今日は朝から曇り空だったこともあってか、昨日と比べると幾分涼しく感じられました。それでも湿度がそこそこ高いこともあって、快適とまでは言いがたい陽気となりました。
ところで、今日8月25日はバーンスタインの誕生日です。
レナード・バーンスタイン(1918〜1990)はユダヤ系アメリカ人の指揮者・作曲家であり、ピアニストとしても知られています。アメリカが生んだ最初の国際的レベルの指揮者であり、
『帝王』ヘルベルト・フォン・カラヤン(1908〜1989)と並んで、20世紀後半のクラシック音楽界をリードしてきたスター音楽家として名を残しています。
バーンスタインは1918年の8月25日、アメリカ合衆国マサチューセッツ州ローレンスに生まれました。1931年にニュー・イングランド音楽院でピアノを学んだ後1939年にハーバード大学卒業したバーンスタインは、続いてカーティス音楽院でピアノ・指揮・作曲を学びました。
1940年にはボストンで開催されたタングルウッド音楽祭で名指揮者セルゲイ・クーセヴィツキーに師事し、1943年にはニューヨーク・フィルの副指揮者に任命されました。
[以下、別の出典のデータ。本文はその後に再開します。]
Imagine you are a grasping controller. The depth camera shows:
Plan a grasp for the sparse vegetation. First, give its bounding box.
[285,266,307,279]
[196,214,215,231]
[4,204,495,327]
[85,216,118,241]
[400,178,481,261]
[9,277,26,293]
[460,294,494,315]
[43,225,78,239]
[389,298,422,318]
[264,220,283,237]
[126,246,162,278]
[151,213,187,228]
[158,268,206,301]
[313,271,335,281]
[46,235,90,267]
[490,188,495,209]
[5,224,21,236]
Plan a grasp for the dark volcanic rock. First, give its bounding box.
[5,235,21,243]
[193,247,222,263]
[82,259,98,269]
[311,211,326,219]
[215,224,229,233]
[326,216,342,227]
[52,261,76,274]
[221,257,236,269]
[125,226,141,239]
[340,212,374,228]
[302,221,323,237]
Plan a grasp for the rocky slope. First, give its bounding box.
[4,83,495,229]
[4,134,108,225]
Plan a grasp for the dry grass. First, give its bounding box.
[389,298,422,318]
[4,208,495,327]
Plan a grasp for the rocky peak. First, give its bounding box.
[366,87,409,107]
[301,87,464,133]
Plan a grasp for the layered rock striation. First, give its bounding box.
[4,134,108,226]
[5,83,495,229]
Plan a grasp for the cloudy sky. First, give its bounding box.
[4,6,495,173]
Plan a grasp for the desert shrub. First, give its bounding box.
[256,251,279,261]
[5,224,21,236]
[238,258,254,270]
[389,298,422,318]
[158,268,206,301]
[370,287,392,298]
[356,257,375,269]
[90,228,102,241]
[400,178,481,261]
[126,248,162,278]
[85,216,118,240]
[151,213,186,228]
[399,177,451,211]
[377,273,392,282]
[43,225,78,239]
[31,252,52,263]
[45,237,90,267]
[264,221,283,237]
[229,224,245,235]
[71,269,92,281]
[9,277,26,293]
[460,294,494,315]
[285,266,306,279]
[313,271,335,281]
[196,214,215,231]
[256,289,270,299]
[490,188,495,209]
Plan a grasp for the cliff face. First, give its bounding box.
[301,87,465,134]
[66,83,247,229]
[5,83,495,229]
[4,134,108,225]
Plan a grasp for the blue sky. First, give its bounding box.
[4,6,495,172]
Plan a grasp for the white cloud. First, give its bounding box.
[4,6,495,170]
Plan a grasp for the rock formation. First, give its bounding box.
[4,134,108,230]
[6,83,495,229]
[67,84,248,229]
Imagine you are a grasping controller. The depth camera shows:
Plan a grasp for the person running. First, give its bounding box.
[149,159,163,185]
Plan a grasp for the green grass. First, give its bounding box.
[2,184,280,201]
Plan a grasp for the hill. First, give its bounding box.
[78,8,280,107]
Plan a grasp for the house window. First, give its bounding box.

そしてその年の11月14日、急病で倒れてしまったブルーノ・ワルターの代役でニューヨーク・フィルを指揮、シューマンの《マンフレッド》序曲やリヒャルト・シュトラウスの交響詩《ドン・キホーテ》などを指揮して一大センセーションを巻き起こしました。
1957年にはニューヨーク・フィルの首席指揮者に、翌1958年にはニューヨーク・フィルの音楽監督に就任し、同年10月に音楽監督としての最初のコンサートでベートーヴェンの交響曲第7番等を披露しました。その後1969年5月17日にマーラーの交響曲第3番の指揮を最後にニューヨーク・フィル音楽監督を退任して桂冠指揮者となると以降固定したオーケストラでのポストには就かず、ベルリン・フィルやウィーン・フィル、イスラエル・フィルといった世界各国の一流オーケストラの客演指揮者に終始することとなりました。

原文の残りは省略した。